O Tribunal de Contas do Estado de São Paulo (TCE-SP) abriu uma nova frente de investigação para apurar suspeitas de irregularidades e prejuízo aos cofres públicos na operação do cartão TOP, sistema de bilhetagem eletrônica utilizado no Metrô, na CPTM e nos ônibus da EMTU. A decisão da presidência da Corte, tomada em 29 de julho, coloca sob holofotes o modelo mantido e ampliado pela gestão Tarcísio de Freitas (Republicanos), herdado do governo João Doria (PSDB), que transferiu a entes privados o controle sobre a arrecadação e a distribuição das tarifas. As informações são do Brasil de Fato.
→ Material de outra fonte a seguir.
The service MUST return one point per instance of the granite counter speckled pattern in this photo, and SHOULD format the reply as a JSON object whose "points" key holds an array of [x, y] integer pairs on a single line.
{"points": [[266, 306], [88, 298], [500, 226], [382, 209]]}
A apuração teve início após representação da Bancada Feminista do PSOL na Assembleia Legislativa de São Paulo (Alesp). A representação contesta a substituição dos bilhetes físicos por QR Code e autoatendimento, apontando potencial conflito de interesses na relação entre a Associação Brasileira das Empresas de Cartões do Transporte de Passageiros (Abasp) e a Autopass, empresa que gere a tecnologia do cartão TOP.
Conflito de interesses e repasses
Na estrutura do sistema, a Abasp contratou a Autopass diretamente, sem licitação. As duas entidades compartilham acionistas e dirigentes ligados a famílias do setor de transporte rodoviário. Esses grupos econômicos atuam de forma concomitante na definição das regras e na execução dos serviços tecnológicos.
Em contrapartida à expansão da tecnologia privada, as empresas públicas enfrentam desequilíbrio financeiro. Em 2025, enquanto a Autopass registrou faturamento de R$ 220,1 milhões, Metrô e CPTM recorreram à Justiça para cobrar R$ 119,5 milhões em repasses pendentes do antigo cartão BOM, mantidos retidos pelas empresas de ônibus.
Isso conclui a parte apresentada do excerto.